The binding of amiodarone to human plasma protein and to bovine serum albumin was studied by three different methods, ultracentrifugation, equilibrium dialysis and fluorescence spectroscopy. The fraction of amiodarone bound to plasma protein amounted to 96.3%. The changes in the binding properties of 1-anilino-naphthalene-8-sulfonate for bovine serum albumin using warfarin and amiodarone as independent inhibitors were analyzed in terms of binding site specificity. The findings indicated that amiodarone and warfarin have two different binding sites on bovine serum albumin, so a noncompetitive inhibition mechanism was indicated. On the basis of our data we cannot exclude other mechanisms of interaction besides direct displacement of one drug by another; nevertheless, metabolite interference between amiodarone and coagulation cofactors may better explain the enhancement of warfarin's pharmacological action in association with amiodarone.
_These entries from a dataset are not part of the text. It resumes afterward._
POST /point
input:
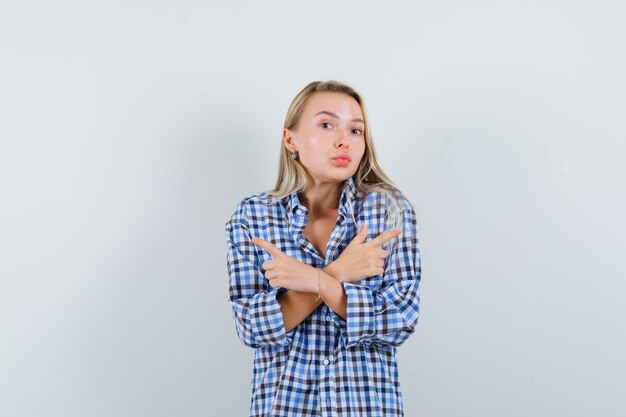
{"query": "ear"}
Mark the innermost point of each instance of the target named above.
(288, 140)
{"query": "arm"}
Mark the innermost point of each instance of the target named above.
(255, 308)
(387, 315)
(297, 305)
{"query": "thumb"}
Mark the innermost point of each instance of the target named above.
(360, 237)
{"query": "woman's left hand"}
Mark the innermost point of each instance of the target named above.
(284, 271)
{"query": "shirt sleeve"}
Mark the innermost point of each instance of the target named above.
(257, 313)
(387, 315)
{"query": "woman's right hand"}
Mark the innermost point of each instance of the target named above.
(362, 260)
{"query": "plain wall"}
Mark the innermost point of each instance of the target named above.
(130, 130)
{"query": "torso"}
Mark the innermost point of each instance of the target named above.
(318, 230)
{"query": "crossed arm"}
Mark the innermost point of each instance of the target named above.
(297, 305)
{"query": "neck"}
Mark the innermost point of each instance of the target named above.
(322, 198)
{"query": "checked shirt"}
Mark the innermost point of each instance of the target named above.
(325, 366)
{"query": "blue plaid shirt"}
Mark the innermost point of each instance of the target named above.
(325, 366)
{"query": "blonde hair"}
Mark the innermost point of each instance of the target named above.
(369, 176)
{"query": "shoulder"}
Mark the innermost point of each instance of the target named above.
(254, 207)
(387, 201)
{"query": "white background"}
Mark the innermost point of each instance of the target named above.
(130, 129)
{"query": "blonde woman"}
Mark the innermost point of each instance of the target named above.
(325, 268)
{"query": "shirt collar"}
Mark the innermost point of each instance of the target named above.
(296, 209)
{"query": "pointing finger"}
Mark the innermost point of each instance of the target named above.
(383, 237)
(268, 246)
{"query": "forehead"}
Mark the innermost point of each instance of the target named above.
(339, 103)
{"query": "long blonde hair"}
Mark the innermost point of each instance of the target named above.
(369, 176)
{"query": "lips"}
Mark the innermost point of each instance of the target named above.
(342, 157)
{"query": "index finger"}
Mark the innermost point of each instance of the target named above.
(268, 246)
(383, 237)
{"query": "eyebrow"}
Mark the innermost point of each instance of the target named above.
(335, 116)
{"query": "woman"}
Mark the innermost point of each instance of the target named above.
(311, 289)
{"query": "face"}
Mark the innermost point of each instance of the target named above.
(331, 125)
Physicochemical and analytical characteristics of amiodarone.

Data are reported on the analytical and physicochemical characteristics of amiodarone, for use in identifying and/or assaying this antiarrhythmic agent. The drug is highly soluble in chloroform and poorly soluble in water. Its acid-base constant (pKa) is 6.56, and its maximal lipid solubility range is from pH 3.5 to 5.5.
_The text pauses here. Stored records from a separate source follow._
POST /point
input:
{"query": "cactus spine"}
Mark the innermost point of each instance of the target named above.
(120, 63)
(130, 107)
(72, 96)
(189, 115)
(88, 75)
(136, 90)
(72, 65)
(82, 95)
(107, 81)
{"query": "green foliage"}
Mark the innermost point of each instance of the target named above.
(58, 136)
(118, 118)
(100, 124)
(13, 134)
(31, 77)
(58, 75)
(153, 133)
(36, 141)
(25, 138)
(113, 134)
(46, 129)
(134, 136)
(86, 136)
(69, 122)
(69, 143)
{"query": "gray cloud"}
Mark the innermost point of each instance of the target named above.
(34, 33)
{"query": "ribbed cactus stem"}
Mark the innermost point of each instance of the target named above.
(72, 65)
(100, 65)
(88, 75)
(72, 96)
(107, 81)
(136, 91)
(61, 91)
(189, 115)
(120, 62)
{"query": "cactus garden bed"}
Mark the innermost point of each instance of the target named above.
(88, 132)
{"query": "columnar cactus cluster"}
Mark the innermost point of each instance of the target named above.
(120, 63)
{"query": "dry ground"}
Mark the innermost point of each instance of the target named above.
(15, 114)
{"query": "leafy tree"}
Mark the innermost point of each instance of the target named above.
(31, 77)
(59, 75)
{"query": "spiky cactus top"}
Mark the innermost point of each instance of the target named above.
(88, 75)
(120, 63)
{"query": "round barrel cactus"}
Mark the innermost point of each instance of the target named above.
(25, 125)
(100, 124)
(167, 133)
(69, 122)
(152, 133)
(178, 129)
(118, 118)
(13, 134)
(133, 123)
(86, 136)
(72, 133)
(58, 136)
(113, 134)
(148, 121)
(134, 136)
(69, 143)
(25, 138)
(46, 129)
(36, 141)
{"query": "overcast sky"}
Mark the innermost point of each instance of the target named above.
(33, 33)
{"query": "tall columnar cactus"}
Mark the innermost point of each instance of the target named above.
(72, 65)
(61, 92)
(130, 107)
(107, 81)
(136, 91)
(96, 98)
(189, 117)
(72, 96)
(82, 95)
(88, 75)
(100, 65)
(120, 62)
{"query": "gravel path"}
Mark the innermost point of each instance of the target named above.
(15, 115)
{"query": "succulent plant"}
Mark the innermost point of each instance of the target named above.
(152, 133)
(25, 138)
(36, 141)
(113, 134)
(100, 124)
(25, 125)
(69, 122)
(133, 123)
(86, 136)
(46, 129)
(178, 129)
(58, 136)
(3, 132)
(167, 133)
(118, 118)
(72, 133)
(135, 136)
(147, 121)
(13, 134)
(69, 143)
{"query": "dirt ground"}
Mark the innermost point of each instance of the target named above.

Amiodarone kinetics after single i.v. bolus and multiple dosing in healthy volunteers.

We studied three healthy volunteers after a single i.v. bolus of amiodarone, during 1 month of chronic oral dosing and after the discontinuation of the drug. Blood concentrations of amiodarone declined rapidly in a bi-exponential fashion after i.v. bolus. The terminal half-life ranged from 10 to 17 h; after discontinuation of chronic treatment the terminal half-lives were 8-21 days. The i.v. data, the trough levels during multiple dosing and the washout phase could be simultaneously fitted using a triexponential equation. The subjects were carefully monitored for cardiac and thyroid function. One subject had to stop taking amiodarone because of profound bradycardia. A reduction of serum TT3 and FT3 concentrations and an increase of serum rT3 and FT4 was found.

Blood levels and electrophysiological effects of intravenous amiodarone in patients with junctional reciprocating tachycardia. Preliminary observations.
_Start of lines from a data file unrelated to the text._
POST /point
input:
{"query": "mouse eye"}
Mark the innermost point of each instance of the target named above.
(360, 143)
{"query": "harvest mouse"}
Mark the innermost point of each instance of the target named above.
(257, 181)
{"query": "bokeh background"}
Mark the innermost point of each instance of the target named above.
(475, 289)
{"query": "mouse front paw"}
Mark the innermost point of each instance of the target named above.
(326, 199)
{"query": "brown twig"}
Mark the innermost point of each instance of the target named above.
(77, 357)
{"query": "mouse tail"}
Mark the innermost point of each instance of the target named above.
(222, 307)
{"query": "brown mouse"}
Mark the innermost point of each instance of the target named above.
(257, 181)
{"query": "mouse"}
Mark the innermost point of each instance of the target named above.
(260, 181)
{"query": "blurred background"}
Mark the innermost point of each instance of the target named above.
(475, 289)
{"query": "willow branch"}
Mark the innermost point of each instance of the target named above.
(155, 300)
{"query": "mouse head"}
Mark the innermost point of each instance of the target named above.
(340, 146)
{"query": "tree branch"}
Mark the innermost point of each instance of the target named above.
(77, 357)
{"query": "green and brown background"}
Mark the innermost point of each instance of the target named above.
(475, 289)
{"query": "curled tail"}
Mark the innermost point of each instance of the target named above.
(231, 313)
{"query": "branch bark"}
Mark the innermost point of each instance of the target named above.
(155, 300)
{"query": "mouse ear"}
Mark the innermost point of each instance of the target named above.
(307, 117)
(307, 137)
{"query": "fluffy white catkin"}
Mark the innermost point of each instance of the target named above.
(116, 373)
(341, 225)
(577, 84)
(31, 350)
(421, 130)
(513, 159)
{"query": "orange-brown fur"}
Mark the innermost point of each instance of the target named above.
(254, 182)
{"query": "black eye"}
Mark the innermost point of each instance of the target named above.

The time course and the mode of antiarrhythmic action of Amiodarone was studied after acute i.v. injection of the drug (5 mg/kg in 5 min) to four patients with junctional reciprocating tachycardia. Electrophysiological studies were performed before and 1 and 2 hours after Amiodarone injection. It was impossible or considerably more difficult to induce junctional reciprocating tachycardia after Amiodarone, and the drug's effect was detectable mainly on the AV node. Kinetic analysis of blood levels of Amiodarone during the electrophysiological study did not support a direct association between blood concentration and its effects.

Pharmacokinetics of amiodarone in rats.

We studied the kinetics of amiodarone in the rat. After an intravenous dose of 50 mg/kg, the time-course of the drug concentrations was assessed by high-pressure liquid chromatography in blood and tissues up to 16 h. The drug disappeared from the blood with an elimination half-life (t1/2beta) of 514 min and distributed extensively into tissues [apparent volume of distribution (Vd)= 29.51 L/kg]. Concentrations were highest in liver, kidney, and heart, and lowest at all times in the brain. The highest concentrations were found within 5-30 min of administration. Amiodarone accumulated extensively in adipose tissue and reached a fat/blood concentration ratio of about 1,000 at 16 h. Single-pass rat liver perfusion experiments gave an hepatic extraction ratio of 0.49 and an intrinsic clearance of 5.48 ml/min. Amiodarone disappearance in rat liver recirculation experiments was biexponential, with a half-life of 58 min.